A case study of this sentiment in action can be seen in the viral backlash incurred by the rapper Drake when his mansion – dubbed ‘The Embassy’ – was featured in April’s Architectural Digest. Bedecked in marble floors, a bespoke Imperial Bösendorfer piano made in collaboration with artist Takashi Murakami, and prominently displayed art toys by KAWS, the decadence, ostentation and outright bling of the place was seen as wildly out of step with the times.
This is not an ‘off button’ moment for the global economy, then, but more of a ‘reboot’ on a system that is now seen as having lost its way. It’s a time of radical and permanent change, with Entrepreneur.com recently finding that 86 percent of Americans feel the crisis will have a lasting impact on society, and Reach3 Insights finding that 76 percent of consumers have picked up new habits this year – with 89 percent saying they plan to keep them. One of the most profound changes has been the giant leap forward in digital communications and transactions, especially in markets where this was a developing but not yet mature trend. In Latin America, for example, 13 million people made their first ever ecommerce translation this year.

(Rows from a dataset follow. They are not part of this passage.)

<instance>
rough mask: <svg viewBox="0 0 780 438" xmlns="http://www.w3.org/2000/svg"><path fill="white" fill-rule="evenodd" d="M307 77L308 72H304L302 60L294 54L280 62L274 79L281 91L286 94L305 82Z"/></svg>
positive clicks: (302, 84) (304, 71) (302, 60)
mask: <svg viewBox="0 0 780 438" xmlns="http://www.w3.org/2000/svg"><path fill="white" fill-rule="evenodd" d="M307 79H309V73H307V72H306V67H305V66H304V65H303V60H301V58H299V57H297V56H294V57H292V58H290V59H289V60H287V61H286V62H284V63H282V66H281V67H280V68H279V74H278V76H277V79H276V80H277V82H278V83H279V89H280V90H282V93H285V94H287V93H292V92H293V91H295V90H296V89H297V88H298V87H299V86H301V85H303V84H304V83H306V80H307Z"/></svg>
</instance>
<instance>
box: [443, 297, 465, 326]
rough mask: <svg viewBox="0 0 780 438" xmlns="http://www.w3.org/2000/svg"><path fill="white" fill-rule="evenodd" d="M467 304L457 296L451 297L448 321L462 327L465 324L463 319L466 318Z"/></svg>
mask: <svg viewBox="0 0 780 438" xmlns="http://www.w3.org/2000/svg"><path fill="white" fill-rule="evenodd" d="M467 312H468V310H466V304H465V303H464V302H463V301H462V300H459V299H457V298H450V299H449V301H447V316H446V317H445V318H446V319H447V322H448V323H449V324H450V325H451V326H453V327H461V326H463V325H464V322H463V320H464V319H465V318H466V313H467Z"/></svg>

So in summary, this immunized shopper is digitally empowered but more cynical than ever before, meaning that brands need to totally rethink their strategy in reaching them. This doesn’t mean a return to some kind of minimal, heritage-inspired moment however – we know that this consumer isn’t about a luddite rejection of the present. In fact, they demand quite the opposite: a meaningful commitment to the future. But it does mean taking the hype out of our interactions, and focusing on honest, direct, fuss-free products and messaging. Amongst all the confusion, there’s now a clear call for clarity.